But, considered as an
artistic whole, the English novel is so disjointed and uneven that the
interest often flags and almost dies, while many of the characters are
as grotesque and wooden as so many jumping-jacks. In Freytag's work,
on the other hand, the different parts are firmly knitted together; an
ethical purpose runs through the whole, and there is a careful
subordination of the individual characters to the general plan of the
whole structure. It is much the same contrast as that between an
old-fashioned Italian opera and a modern German tone-drama. In the one
case the effects are made through senseless repetition and through
_tours de force_ of the voice; in the other there is a steady
progression in dramatic intensity, link joining link without a gap.
But to say that _Debit and Credit_ is a finer book than _Dombey and
Son_ is not to claim that Freytag, all in all, is a greater novelist
than Dickens. The man of a single fine book would have to be
superlatively great to equal one who could show such fertility in
creation of characters or produce such masterpieces of description.
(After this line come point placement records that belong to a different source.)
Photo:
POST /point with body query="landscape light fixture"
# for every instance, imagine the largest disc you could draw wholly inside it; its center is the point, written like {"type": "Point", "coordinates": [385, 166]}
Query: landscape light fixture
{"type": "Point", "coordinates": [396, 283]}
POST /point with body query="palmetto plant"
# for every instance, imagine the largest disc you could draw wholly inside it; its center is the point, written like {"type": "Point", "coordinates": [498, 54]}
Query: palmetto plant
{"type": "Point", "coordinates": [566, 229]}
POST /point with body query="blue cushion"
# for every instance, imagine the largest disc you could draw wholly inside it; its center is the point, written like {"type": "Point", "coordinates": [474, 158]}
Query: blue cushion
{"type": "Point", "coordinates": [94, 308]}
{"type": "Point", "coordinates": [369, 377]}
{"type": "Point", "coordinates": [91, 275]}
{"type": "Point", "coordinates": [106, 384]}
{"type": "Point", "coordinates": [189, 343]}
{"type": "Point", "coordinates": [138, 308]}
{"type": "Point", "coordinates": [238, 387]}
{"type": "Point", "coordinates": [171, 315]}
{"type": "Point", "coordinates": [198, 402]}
Dickens reaches heights of passion to which Freytag could never
aspire; in fact the latter's temperament strikes one as rather a cool
one. Even Spielhagen, far inferior to him in many regards, could
thrill where Freytag merely interests.
Freytag's _forte_ lay in fidelity of depiction, in the power to
ascertain and utilize essential facts. It would not be fair to say
that he had little imagination, for in the parts of _The Ancestors_
that have to do with remote times, times of which our whole knowledge
is gained from a few paragraphs in old chronicles and where the
scenes and incidents have to be invented, he is at his best.